Almost completely pure way of storing ideas. With this I mean that you don't store unnecessary data such as "background should be white" or "left page margin is 1.3cm". It's just text. What's important is what it says + minimal markup.
Presentation is left to the reader's client. Do you want dark mode? Get a markdown editor/reader that supports it. Do you want serif font? Again, that's client's choice and not part of the document.
Markdown is good. I use it when working in the company since the format is ubiquitous. I do writing my blog posts with Markdown (Hugo for the curious).
But personally, or working with a bit more niche team, for writing personal documentation I prefer Asciidoc [0]. It has better syntax and have some nice functionalities like Table of Contents.
For personal notes, nothing can surpass Org Mode [1].
I was looking for a journaling app that didn't have vendor locking, or required some weird export dump that messed your formatting and folders up. That lead me to Markdown and Obsidian. I love it. And when I die, that shit will still be readable by any basic text editor.
Eh, while Markdown is nice I think Dokuwiki's syntax is infinitively better for any kind of text that ends up involving programming code. It also has a header syntax that makes sense, albeit rather cumbersome. And it also makes a proper distinction between italics and underline which are two different, standard typographical effects and not the same thing as Markdown seems to believe; and between ordered and unordered lists (let alone nested lists).

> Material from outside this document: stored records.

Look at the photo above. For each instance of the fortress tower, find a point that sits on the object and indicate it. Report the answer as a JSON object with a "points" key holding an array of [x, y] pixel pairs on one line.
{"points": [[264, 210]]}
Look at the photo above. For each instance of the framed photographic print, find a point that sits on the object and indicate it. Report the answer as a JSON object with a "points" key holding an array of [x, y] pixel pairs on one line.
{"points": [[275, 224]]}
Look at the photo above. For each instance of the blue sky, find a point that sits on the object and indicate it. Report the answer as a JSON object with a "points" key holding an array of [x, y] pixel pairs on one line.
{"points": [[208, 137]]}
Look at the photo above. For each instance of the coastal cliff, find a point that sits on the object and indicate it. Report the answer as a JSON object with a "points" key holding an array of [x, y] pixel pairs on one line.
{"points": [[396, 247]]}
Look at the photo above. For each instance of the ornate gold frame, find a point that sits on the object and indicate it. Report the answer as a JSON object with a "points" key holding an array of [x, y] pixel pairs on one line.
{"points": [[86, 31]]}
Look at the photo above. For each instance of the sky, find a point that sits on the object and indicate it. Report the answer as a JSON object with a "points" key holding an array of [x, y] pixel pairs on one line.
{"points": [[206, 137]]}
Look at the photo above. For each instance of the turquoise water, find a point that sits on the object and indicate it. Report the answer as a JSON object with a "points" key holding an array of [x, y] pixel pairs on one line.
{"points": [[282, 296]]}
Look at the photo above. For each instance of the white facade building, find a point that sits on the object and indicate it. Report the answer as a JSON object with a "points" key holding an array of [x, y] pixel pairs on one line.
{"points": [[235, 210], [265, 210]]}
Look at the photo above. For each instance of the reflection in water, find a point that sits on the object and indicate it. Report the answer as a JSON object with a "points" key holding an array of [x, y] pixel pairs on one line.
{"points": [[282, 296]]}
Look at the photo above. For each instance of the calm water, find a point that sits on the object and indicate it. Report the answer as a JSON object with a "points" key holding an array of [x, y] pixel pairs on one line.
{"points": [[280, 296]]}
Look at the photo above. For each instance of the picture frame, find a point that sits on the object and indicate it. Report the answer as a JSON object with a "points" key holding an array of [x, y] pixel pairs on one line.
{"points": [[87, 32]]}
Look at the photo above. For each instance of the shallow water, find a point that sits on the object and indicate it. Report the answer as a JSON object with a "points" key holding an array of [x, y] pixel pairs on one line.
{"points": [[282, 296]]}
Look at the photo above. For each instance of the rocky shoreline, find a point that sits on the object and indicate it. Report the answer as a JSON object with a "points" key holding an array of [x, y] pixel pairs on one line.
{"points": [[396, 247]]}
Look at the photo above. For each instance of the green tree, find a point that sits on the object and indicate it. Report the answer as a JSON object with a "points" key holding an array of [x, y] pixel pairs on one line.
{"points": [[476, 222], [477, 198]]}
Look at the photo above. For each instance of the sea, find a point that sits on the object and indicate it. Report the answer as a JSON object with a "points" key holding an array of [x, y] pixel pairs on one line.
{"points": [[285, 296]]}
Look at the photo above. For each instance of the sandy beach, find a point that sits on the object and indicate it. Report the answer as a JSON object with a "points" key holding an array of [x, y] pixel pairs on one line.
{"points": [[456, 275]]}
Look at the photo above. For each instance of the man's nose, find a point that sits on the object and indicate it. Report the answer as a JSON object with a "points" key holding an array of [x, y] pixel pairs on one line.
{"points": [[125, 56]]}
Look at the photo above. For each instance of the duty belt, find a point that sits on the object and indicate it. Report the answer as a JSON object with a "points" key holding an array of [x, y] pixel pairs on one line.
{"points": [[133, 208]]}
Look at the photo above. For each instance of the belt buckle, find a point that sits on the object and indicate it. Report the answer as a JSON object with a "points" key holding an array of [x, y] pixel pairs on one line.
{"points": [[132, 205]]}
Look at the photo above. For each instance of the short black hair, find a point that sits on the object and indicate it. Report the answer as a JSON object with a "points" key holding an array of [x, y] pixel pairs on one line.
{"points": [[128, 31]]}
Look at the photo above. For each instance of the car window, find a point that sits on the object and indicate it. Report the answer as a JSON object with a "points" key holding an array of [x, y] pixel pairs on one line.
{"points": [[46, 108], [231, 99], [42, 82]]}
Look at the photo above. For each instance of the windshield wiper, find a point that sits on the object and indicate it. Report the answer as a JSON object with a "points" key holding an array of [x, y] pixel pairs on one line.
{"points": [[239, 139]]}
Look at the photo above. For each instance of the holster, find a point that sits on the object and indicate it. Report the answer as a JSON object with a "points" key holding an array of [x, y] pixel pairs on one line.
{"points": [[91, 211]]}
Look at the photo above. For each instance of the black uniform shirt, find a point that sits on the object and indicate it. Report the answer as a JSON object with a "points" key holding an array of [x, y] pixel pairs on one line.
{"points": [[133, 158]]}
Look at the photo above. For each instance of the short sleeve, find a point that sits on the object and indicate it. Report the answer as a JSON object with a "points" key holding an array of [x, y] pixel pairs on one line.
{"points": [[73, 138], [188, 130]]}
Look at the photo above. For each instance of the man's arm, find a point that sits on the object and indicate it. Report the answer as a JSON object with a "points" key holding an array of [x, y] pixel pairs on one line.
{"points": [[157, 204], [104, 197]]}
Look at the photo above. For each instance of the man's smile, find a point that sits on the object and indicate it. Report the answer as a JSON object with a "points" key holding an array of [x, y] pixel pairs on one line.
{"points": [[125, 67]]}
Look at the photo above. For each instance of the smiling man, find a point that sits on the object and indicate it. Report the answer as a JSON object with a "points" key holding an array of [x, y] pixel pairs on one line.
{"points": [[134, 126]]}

Just about the only bad thing is I haven't been able to find an editor that supports it. Probably because, to my knowledge, no self-standing / independent renderer exists for it (the parser and renderer seem to be tightly integrated into the content manager).
One of these days, someone is going to invent a confluence alternative that only supports markdown and doesn't have nay of confluences stupidity and it is going to EXPLODE and bankrupt Atlassian.